Ethan’s Story

Ethan came into the world in July 2010, an adorable 9lb 11oz giant who spent his first hours quietly observing the world around him. He ate well, rolled over on time, and charmed his way into the hearts of everyone that met him. Even as a very young child Ethan had a special air around him, somehow both mischievous and innocent—and oh so very sweet. He was born with soft clubfeet and at his checkups providers appeared to have trouble eliciting reflexes in his legs, but not much was thought of it at the time and there were no developmental concerns. The first sign of a problem came when he was 4 months old. When he was in his stroller, his legs seemed to just dangle limply, not kicking around like other babies’ legs. Then the delays in his milestones became more and more significant, and by 18 months he wasn’t even close to walking. We were referred to a local neurologist and began our journey toward finding the needle in the proverbial haystack. Ethan was tested for every known childhood neuromuscular disease in the book, and even some extras, such as cystic fibrosis. All tests came back normal. He finally walked at 22 months, and we chalked his delays up to a likely mild muscle disease known as a myopathy.

At 29 months, Ethan received a nerve conduction study at Seattle Children’s Hospital which showed significantly slowed nerve conduction speeds, and a diagnosis began to emerge. He had a severe form of Charcot-Marie-Tooth (CMT) disease. Doctors didn’t have a clear prognosis but thought at worst, he might eventually be wheelchair-bound. And so the genetic testing for CMT variations began, but all the tests came back normal. During this time Ethan had his feet serial casted to fix the clubfoot deformity, and continued to walk for about a year. During this time, even just walking began to take great effort, and he had to start using a walker occasionally … and then more and more often. Despite the difficulties he faced, Ethan’s favorite phrase during this time was “I can do it myself.” He wanted so badly to interact with the world on his terms and was determined to let nothing hold him back. Suddenly, after turning four, he lost the ability to use his walker functionally and began using a manual wheelchair. We were already at our worst-case scenario, and had gotten a diagnosis only 2 years earlier.

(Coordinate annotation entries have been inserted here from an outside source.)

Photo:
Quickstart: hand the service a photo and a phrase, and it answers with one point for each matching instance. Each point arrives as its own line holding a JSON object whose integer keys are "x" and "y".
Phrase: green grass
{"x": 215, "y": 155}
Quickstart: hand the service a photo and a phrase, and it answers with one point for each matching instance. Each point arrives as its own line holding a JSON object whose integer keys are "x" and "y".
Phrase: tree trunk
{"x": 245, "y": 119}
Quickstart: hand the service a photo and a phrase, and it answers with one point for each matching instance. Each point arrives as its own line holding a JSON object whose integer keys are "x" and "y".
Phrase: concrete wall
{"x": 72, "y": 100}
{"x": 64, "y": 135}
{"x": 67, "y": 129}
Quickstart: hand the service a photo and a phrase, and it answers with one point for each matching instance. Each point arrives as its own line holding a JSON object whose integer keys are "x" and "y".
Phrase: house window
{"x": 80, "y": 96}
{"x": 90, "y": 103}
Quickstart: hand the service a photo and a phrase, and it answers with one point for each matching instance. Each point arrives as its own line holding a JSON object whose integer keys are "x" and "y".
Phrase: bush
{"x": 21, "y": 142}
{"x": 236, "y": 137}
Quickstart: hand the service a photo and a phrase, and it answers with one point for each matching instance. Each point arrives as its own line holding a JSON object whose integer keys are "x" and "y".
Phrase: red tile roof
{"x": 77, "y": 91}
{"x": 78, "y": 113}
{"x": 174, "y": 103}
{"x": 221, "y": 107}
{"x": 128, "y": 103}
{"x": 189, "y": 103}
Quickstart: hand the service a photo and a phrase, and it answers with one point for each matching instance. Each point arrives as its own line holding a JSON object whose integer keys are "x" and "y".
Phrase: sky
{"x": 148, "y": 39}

Sadly, the loss of motor function is not the only medical setback Ethan has to contend with. Since he was 18 months old he has also suffered from repeated respiratory infections, often resulting in pneumonia and trips to the ER. Our little boy happily playing Minecraft while hooked up to a myriad of breathing tubes and machines during his respiratory treatments is a common sight for us during the winter and spring. Knowing the course this disease will take, we anticipate the use of even more invasive breathing assistance in the future. In addition, during these illnesses Ethan loses motor strength and sometimes can’t regain it.

ethanparasports2As test after test came up with no CMT mutation, we knew we had to do something more. We pushed for a much more extensive test known as exome sequencing in the hope it would give us an answer, waited many months, and finally got an answer we didn’t want to hear: Ethan had CMT4J, and the prognosis was devastating. Only 22 people in the world had the disease, and we were sure this meant there was no way anyone in the medical community was interested in finding a cure. We held out hope that maybe someday we would find a clinical trial if more diagnoses were made.

But just a few days later we found Dr. Jun Li, a specialist in CMT4J, and our world changed. Our tiny bit of hope blossomed and we allowed ourselves to imagine a different future for Ethan. One where he could reach the potential we all see inside him. One where life didn’t have to be so hard for our sweet boy. Dr. Li was quick to respond and very interested in seeing Ethan, and so we made plans immediately. When we explained to Ethan we would be traveling to see a very special doctor who sees patients with his exact disease, the first words out of his mouth were, “Will he fix my legs?” We told him “no,” and explained that Dr. Li had to research for a very long time before finding out how to help him. He accepted this without question, with an ever-growing understanding of his own limitations that should never have to exist in a 6 year old’s mind.

Meeting Dr. Li was shocking. We have never seen such excitement from a physician, or encountered someone who saw Ethan’s disease as something other than hopeless. He is undoubtedly a man of action, and when your child has an ultra-rare, life-threatening disease, that is an unbelievable gift. And not only had we found someone dedicated to finding a cure, but during our visit Dr. Li referred us to the Talia Duff Foundation—and suddenly we were not alone. Now we have allies who are as committed to the journey as we are, who feel, as we do, that no matter the odds this fight is worth it. We are beyond grateful to have a chance to fight for Ethan, others with CMT4J, and the many others with rare diseases.

Ethan is an amazing child, an unforgettable human being. He is extremely bright, charming, outgoing, and willful. He loves making new friends. He is an entertainer. He loves science and technology and wishes to someday engineer robot legs, when he’s not busy being president. He doesn’t quite understand the concept of gene therapy, but our greatest wish is that someday he will have the opportunity as an adult to marvel at something that not only saved his life, but went on to save many, many others. In the words of his kindergarten teacher, “Ethan doesn’t like to be told no, but he is the kind of person who changes the world.”